The online store used the product’s templates to create its own storefront, implemented “soft goods” download (i.e. to download the images once they had been purchased) that was key to the store’s operations, and installed facility for bulk uploads.

Not surprisingly, the platform’s e-payment facility and multi-currency support has been cited as among the main reasons why the solution was adopted.

Another key to WorldPay’s strategy in the e-payment arena has been its attempt to encompass all credible applications to Internet business. According to Wright, a part of the company’s mandate has been to speedily assess a company’s credit risk and to quickly accept and assume part of that risk themselves.
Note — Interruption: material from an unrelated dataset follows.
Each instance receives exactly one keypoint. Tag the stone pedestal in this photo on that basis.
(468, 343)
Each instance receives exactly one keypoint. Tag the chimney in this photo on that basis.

As soon as a store is accepted as WorldPay’s customer, all other applications to credit card companies are taken care of on their behalf by the solution provider.

“What we’ve found when we first started was that banks were very hesitant about taking on online businesses, they didn’t know much about the Internet and so they were very cautious about approving Internet businesses,” explained Wright. “But globally, we wanted to take on companies around the world. The position that we’re in today, we can accept a company very quickly. And if someone wants to build a shop on the Internet, the can build the store today very quickly.”